PARIS: "Entre alliés, on ne peut pas faire souffrir l'autre avec des tarifs" douaniers, a déclaré Emmanuel Macron samedi au premier jour de l'ouverture du Salon de l'agriculture à Paris alors que Donald Trump menace d'imposer des droits de douane sur de multiples produits européens.

"Je vais (lui) en parler parce qu'on a besoin d'apaiser tout ça", a relevé le président français qui doit rencontrer son homologue américain lundi à Washington.

"La filière agricole et agroalimentaire (française), c'est une grande filière d'exportation, donc il faut la défendre pour la rendre encore plus compétitive", a-t-il ajouté.

Depuis son retour à la Maison-Blanche, Donald Trump a annoncé la mise en place de droits de douane réciproques, c'est-à-dire que les États-Unis appliqueront le même niveau de droits de douane sur les produits en provenance d'un pays que le niveau appliqué dans ce pays aux produits américains.

Il a également annoncé le retour de droits de douane sur l'acier et l'aluminium. Et, s'il a déjà visé le Canada, le Mexique et la Chine, il a régulièrement assuré que les pays européens étaient également menacés.

En France, les viticulteurs sont particulièrement inquiets d'un retour des droits de douane américains sur le cognac et le vin, qu'ils exportent en masse vers les États-Unis, d'autant que le cognac souffre déjà d'un différend commercial entre l'UE et la Chine, son premier marché en valeur.

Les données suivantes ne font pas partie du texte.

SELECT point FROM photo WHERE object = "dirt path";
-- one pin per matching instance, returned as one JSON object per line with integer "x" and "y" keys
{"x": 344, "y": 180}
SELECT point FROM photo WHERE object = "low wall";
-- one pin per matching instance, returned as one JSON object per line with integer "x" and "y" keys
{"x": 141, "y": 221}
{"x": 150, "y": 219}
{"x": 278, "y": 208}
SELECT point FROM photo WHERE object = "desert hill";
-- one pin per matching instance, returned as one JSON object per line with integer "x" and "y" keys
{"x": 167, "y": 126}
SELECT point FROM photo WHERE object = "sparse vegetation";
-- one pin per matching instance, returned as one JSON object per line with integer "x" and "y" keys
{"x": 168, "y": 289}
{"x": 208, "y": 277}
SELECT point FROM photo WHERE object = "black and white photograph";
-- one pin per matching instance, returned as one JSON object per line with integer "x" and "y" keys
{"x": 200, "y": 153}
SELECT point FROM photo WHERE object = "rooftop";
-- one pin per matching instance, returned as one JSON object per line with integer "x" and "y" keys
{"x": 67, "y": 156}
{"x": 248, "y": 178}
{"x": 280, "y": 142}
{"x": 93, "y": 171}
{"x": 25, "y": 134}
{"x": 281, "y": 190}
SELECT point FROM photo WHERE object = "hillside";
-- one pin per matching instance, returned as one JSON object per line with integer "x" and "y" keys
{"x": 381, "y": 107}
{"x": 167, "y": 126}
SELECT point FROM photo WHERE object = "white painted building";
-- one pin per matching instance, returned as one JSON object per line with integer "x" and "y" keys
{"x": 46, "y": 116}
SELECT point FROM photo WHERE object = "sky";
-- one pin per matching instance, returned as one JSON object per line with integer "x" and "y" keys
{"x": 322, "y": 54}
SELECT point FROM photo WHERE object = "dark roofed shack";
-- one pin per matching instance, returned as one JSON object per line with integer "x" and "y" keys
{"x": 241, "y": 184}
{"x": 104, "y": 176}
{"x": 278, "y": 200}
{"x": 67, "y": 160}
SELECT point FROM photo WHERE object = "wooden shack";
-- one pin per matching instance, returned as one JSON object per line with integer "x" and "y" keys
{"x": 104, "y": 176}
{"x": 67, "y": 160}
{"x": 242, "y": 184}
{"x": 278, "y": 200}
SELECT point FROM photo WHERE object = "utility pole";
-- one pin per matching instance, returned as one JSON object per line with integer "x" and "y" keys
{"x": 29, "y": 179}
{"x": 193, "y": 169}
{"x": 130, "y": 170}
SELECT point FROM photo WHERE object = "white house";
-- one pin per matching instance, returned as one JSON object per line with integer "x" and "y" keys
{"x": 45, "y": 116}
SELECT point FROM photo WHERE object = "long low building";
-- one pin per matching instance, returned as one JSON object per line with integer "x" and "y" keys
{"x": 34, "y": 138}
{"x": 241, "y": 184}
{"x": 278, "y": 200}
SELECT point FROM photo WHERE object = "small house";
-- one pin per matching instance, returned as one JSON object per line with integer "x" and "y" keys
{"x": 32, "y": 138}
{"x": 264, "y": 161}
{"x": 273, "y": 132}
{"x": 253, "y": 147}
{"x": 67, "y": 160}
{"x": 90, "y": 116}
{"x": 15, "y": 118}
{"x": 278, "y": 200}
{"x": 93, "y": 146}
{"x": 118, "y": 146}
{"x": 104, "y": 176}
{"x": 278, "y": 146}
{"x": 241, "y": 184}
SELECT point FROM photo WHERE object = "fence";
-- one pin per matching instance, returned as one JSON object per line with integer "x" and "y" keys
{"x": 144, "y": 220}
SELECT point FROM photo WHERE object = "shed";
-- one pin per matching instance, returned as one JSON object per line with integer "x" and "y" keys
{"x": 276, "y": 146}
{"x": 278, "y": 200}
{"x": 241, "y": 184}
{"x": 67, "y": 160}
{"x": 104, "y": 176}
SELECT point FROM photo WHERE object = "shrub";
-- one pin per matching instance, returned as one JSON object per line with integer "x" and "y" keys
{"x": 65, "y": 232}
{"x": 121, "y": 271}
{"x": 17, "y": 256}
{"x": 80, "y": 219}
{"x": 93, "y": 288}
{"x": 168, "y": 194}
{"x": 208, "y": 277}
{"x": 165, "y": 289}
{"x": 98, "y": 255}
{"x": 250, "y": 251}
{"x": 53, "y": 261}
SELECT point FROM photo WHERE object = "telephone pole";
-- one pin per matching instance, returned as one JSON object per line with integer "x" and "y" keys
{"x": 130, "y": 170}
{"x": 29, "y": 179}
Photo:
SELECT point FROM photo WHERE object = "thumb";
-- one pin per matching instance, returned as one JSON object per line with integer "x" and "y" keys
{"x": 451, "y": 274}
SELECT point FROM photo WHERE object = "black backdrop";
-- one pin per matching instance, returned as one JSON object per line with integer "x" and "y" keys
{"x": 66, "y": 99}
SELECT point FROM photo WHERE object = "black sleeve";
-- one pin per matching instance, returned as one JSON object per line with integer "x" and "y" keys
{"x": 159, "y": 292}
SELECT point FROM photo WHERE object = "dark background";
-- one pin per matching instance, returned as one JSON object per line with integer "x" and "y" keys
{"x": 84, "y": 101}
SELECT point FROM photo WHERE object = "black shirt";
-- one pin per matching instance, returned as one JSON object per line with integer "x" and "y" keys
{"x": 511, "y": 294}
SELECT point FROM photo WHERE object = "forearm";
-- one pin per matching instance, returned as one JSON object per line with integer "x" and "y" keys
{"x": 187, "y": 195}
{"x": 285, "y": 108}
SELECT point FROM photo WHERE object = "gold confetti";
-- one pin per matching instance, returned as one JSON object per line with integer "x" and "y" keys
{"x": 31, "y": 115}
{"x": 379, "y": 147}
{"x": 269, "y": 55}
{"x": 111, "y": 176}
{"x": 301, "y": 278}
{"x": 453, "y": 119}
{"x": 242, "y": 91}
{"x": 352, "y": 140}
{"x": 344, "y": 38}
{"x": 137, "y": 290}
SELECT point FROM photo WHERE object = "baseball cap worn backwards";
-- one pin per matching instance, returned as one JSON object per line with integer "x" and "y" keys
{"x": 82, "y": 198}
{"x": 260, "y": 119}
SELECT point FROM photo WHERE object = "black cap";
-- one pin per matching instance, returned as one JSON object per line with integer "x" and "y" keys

"Je suis déterminé sur tous les sujets pour avoir un échange" avec Donald Trump, a encore dit Emmanuel Macron. "On partagera nos accords, nos désaccords et j'espère surtout qu'on trouvera des solutions sur la question de l'Ukraine".

Le président américain est reparti à la charge vendredi contre son homologue ukrainien. Tout en estimant que Volodymyr Zelensky et Vladimir Poutine allaient "devoir se parler", pour "mettre fin au massacre de millions de personnes", il a jugé que la présence de l'Ukrainien n'était "pas importante" dans des négociations avec la Russie.

Il a ciblé par ailleurs Emmanuel Macron, et Keir Starmer, qui n'ont selon lui "rien fait" pour mettre un terme à la guerre. Le Premier ministre britannique est attendu jeudi à Washington.